While The Bahamas ranked above Barbados, St Vincent and the Grenadines, Guyana, St Kitts and Nevis and Grenada in the latest World Bank rankings, it was behind Jamaica, Trinidad & Tobago, the Dominican Republic, Dominica, and Antigua and Barbuda. Jamaica led the Caribbean in 75th spot, an area once inhabited by The Bahamas.
Mr Turnquest, meanwhile, confirmed the Government's "ease of doing business" committee, headed by Mrs Holowesko and attorney Bryan Glinton, had submitted their final report.
"We are in the process of evaluating all the recommendations that have been made, and are providing and drafting legislative amendments that are necessary to give effect to some of what has been made," he told Tribune Business.
Mr Turnquest said these changes will be unveiled with the mid-year Budget, and emphasised that the Government planned to press on with reform regardless of how The Bahamas is ranked by the World Bank and others.
"Generally speaking, all of these ratings people have short-changed us with respect to the tremendous effort made, and improvements made, to various systems," he said. "We continue to press on, recognising no one is going to give us anything, and that we're going to have to go out and demonstrate and prove it.
"There's definitely keen interest in this area. It is the focus of the Government, and I'm confident we'll achieve the necessary results. The fact we have not dropped in the rankings is a significant achievement. The fact we are making changes is a net positive."

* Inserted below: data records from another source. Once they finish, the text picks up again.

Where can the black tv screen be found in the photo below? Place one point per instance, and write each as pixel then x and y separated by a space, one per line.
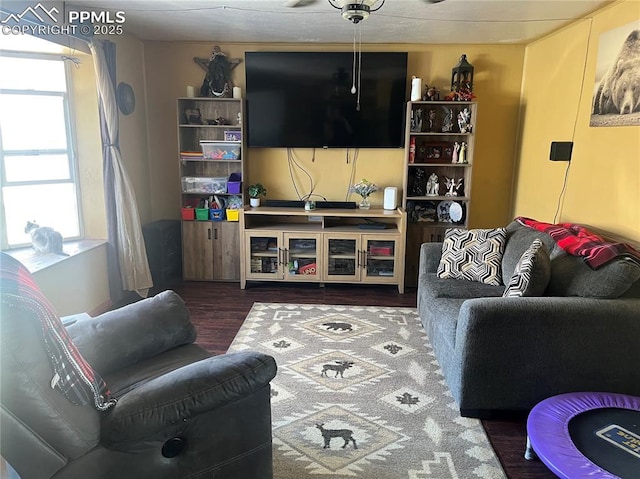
pixel 304 100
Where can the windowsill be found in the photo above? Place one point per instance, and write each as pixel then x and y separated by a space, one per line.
pixel 38 261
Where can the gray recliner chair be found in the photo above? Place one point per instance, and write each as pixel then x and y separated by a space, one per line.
pixel 179 412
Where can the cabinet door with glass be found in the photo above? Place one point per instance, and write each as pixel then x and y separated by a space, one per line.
pixel 264 255
pixel 343 258
pixel 381 255
pixel 302 256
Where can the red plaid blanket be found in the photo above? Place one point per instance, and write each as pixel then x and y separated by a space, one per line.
pixel 72 375
pixel 579 241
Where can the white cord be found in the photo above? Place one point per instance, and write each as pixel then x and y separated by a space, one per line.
pixel 353 173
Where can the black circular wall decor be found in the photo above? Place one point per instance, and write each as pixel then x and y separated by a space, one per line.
pixel 125 98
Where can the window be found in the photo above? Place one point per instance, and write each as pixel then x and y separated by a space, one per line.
pixel 38 170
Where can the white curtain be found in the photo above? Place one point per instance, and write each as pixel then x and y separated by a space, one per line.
pixel 132 254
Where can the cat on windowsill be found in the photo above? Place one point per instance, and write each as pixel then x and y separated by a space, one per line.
pixel 44 239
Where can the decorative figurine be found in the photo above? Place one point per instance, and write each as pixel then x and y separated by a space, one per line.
pixel 452 186
pixel 447 123
pixel 432 121
pixel 419 183
pixel 433 187
pixel 462 157
pixel 217 82
pixel 464 120
pixel 431 94
pixel 456 152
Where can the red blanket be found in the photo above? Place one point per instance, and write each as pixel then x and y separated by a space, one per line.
pixel 72 375
pixel 579 241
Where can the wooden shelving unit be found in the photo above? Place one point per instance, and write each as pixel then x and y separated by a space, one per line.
pixel 323 246
pixel 210 249
pixel 432 131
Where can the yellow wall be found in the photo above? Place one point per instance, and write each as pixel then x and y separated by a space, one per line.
pixel 169 68
pixel 603 186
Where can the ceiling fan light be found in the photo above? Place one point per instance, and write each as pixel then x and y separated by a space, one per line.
pixel 355 12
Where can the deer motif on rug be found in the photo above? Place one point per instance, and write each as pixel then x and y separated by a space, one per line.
pixel 339 368
pixel 328 434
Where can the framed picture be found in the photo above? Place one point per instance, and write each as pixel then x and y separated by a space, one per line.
pixel 193 116
pixel 233 135
pixel 438 152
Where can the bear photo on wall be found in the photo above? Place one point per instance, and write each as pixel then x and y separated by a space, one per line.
pixel 616 96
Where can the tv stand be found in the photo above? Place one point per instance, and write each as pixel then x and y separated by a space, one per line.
pixel 322 246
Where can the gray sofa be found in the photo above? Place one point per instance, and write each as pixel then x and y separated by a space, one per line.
pixel 499 353
pixel 179 411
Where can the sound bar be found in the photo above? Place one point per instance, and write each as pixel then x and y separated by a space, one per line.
pixel 285 203
pixel 347 205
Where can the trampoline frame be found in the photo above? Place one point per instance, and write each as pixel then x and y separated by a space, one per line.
pixel 548 431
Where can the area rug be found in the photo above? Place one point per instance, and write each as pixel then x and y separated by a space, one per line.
pixel 360 394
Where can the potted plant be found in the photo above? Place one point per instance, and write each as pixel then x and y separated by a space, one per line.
pixel 255 192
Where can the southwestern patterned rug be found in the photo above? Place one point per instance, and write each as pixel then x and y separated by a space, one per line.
pixel 360 394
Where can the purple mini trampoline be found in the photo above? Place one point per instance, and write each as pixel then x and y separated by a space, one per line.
pixel 587 435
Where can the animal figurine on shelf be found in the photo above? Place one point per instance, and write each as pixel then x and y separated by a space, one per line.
pixel 453 186
pixel 44 239
pixel 433 187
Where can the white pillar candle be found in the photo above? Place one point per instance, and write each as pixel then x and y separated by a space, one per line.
pixel 416 89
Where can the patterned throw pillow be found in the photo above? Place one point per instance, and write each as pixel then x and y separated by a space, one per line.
pixel 474 255
pixel 532 273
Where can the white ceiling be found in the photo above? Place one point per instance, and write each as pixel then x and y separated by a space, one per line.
pixel 316 21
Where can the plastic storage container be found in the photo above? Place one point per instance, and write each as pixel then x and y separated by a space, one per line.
pixel 216 214
pixel 219 185
pixel 202 214
pixel 234 185
pixel 188 214
pixel 191 184
pixel 220 150
pixel 233 215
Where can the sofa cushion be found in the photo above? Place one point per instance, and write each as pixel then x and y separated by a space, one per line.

The World Bank's latest index did give The Bahamas credit for reforms that made it easier to pay taxes and obtain credit. The former referred to the online system for filing and paying Value-Added Tax (VAT), while the latter was boosted by the passage of legislation that governs the proposed Credit Bureau.
And The Bahamas' achieved a modest improvement in its scores in six of the 10 categories in which itself and 189 countries were rates. The improved scores were obtained in the categories of paying taxes; starting a business; dealing with construction permits; getting electricity; registering property; and resolving insolvency.
Together, this contributed to a modest rise in The Bahamas' overall score, but was not enough to alter its "inertia" in the World Bank rankings. And many Bahamian consumers and businesses are likely to regard it as ironic that the category in which this nation is ranked highest, at 50th in the world, is "paying taxes". This represented an improvement on the prior year's 55th spot.
The Bahamas also saw modest year-over-year improvement on "starting a business", where it rose from 108th to 105th, while it moved upwards on the "ease of getting electricity" - from 117th to 87th.
But, in the other categories, the only way appeared to be down. The Bahamas fell from 86th to 91st for "dealing with construction permits"; from 142nd to 114th on the "ease of getting credit"; from 167th to 169th on the "ease of registering property"; from 157th to 161st in "trading across borders"; from 129th to 132nd on minority investor protection; and from 74th to 84th on enforcing contracts.
The World Bank's annual 'ease of doing business' index is used as a key indicator by international investors to guide them in their decision-making, as it enables them to gauge how easy it is to conduct commerce in a particular nation.
Smooth regulatory processes are especially important to a Bahamian economy positioned as an international financial and business centre (IFC), but investors will be especially wary of allocating capital to projects in low-ranked nations, or those that have suffered consecutive falls such as the Bahamas, as this gives them the impression that their investments will be unsafe, and caught up in too much bureaucracy and red tape.